Jennifer Higdon: I'm a pretty open person. I show people things all the time...but I'm new to this genre...and just following everybody's lead.
DPS: Already, some insiders are wondering if it’s a great American opera. That’s dangerous talk in advance, but David Devan doesn’t shy away from it.
David Devan: I really think this piece is headed toward the repertoire, and I don't say this very often.
DPS: Composer Higdon is more guarded.
Jennifer Higdon: I think it's best to keep your expectations level, and be open to whatever it is.
DPS: With its $2.5 million price tag, Cold Mountain is the biggest budget item. So rather than creating a new production of La Traviata to open the season, Opera Philadelphia will borrow one from...Bucharest? Well, via a Facebook friend, Devan's team found designs for a Traviata that had all the visual lushness they wanted.

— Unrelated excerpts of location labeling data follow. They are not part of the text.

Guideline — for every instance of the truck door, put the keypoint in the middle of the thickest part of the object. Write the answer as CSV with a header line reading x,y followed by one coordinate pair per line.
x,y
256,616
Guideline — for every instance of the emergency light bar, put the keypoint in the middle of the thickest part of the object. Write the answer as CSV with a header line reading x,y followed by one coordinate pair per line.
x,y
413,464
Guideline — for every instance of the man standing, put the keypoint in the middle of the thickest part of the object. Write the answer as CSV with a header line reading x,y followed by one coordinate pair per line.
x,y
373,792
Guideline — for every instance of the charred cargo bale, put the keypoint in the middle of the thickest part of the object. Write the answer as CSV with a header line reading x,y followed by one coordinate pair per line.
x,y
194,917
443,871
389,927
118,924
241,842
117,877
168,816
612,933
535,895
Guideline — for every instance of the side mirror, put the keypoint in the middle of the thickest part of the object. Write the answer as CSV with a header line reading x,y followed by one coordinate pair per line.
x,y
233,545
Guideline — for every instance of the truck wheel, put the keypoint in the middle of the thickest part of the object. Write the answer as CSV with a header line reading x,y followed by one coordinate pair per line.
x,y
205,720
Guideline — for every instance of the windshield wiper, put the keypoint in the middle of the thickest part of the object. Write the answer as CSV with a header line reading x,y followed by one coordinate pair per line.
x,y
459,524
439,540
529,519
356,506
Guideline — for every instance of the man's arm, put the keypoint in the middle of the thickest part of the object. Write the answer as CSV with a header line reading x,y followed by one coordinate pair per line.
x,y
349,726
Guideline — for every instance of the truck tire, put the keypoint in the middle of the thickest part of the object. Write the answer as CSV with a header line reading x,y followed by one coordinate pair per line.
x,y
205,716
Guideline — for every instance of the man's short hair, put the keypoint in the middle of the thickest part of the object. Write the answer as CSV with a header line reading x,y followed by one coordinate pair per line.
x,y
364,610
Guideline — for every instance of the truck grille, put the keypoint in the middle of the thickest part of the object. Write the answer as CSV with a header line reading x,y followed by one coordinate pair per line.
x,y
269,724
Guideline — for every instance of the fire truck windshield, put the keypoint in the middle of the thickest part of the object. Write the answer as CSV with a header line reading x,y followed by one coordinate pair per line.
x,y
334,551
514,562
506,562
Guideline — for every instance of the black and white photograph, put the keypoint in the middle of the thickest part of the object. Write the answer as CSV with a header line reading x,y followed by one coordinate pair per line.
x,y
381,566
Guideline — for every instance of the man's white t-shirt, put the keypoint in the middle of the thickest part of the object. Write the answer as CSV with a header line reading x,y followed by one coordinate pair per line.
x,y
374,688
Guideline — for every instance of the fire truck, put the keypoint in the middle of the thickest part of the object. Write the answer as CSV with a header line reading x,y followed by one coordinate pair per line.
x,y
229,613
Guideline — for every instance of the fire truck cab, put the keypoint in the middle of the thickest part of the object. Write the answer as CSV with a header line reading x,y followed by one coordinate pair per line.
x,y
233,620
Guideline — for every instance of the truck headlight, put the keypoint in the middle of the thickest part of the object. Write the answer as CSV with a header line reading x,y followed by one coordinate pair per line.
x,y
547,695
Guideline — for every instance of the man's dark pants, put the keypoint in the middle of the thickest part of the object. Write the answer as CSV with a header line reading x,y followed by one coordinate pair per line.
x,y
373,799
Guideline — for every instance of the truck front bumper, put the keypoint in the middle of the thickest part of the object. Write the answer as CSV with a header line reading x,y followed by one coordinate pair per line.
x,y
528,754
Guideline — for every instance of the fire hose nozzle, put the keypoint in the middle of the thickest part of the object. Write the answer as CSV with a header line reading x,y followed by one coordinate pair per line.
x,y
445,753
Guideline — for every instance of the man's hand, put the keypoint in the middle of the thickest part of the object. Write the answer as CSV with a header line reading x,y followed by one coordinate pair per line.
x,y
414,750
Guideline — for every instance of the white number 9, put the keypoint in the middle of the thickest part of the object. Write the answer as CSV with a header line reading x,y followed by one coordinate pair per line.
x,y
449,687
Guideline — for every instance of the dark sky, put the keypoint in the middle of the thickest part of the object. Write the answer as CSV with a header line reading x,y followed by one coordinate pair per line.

David Devan: This is social media at its finest...If we built one, this is the one we would've built.
DPS: The rest: The Elixir of Love, the ultra-lightweight Donazetti opera, and Richard Strauss' uber-sophisticated Capriccio consisting of smart, refined people singing about what is more important in opera, the words or the music. Now, really, how could that possibly be interesting? Well, there are some of us who think that's the question that lies at the heart of most operatic matters.